A dúvida está latente. Porque se gasta tanto, quando outros fazem igual ou parecido com muito menos Investimento e com menos consumo de energia?! Esta situação questiona a aposta no programa de Trump, (não será preciso repensar tudo?!) e aos grupos tecnológicos se não terão de corrigir os caminhos traçados.
Elon Musk até se mostrou perplexo com o programa anunciado e logo apareceram as vozes a clamar desentendimento! Pouco tempo depois, aparece com o Grok3, um software, última versão do seu robot conversacional, desenvolvido pela sua empresa de IA, para competir com o ChatGPT e o DeepSeek, anunciando que se trata da “IA mais inteligente da Terra”.
A Europa tenta algo…
A Europa tinha de responder e então Macron, agora numa roda-viva de promotor de “Cimeiras e Retiros”, nem sempre se percebendo como se substitui ou sobrepõe tão facilmente à UE, promoveu, em Paris, nos dias 10 e 11 de Janeiro, no Grand Palais, a II Cimeira Mundial de IA, com a presença de Chefes de Estado, Dirigentes de organizações internacionais, Peritos e Representantes da sociedade civil.
A Cimeira, coordenada pela França e Índia, apontou uma série de princípios genéricos interessantes. Para Macron, a Cimeira vai servir para “ressincronizar” a Europa com a China e EUA, garantindo que a regulação não vai sufocar o crescimento do sector na Europa. Parece ter percebido a mensagem dos adversários.
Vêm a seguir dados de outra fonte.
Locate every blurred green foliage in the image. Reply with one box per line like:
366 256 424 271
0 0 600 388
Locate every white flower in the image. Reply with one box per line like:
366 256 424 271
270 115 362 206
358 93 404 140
A Comissão Europeia, pela voz de Ursula von der Leyen, aproveita para anunciar no segundo dia da Cimeira que a União Europeia vai investir 200 mil milhões de euros de Investimentos em IA, saindo 50 mil milhões de fundos comunitários e sendo 20 000 milhões aplicados em centros de dados com equipamento mais avançado que os actuais, que, segundo a Comissão, é necessário para permitir o “desenvolvimento colaborativo” dos modelos de IA mais complexos.
Este anúncio segundo a comunicação social que cobriu o evento vem na sequência do de Macron que, no Domingo antes, apresentara um “plano de investimentos de 109 mil milhões de euros para projetos de IA em França, nos próximos anos”.
A Cimeira foi bem participada, Ursula von der Leyen passou a sua mensagem tentando “rivalizar” com Trump, mas sem um programa muito objectivo. A Cimeira culmina com uma declaração, assinada por 60 países, entre eles a China, mas sem a concordância dos EUA e Reino Unido.
Seis são as principais conclusões da Declaração: reduzir as divisões digitais; garantir a acessibilidade; impulsionar o desenvolvimento sustentável; fomentar a inovação; reforçar a governação global; assegurar que a IA contribua positivamente para o futuro do trabalho. Cada conclusão é um mundo com muitas leituras, algumas contraditórias.
Mas, de cada um desses “mundos”, não consegui retirar resposta clara para a grande questão: os participantes na Cimeira e, sobretudo os Estados, estão inclinados para apoiar uma IA onde contam e dominam os negócios das Big Techs, ou para uma IA entendida como valor público, orientada para o desenvolvimento tecnológico ao serviço da economia e da governação dos países.
O autor escreve de acordo com a antiga ortografia.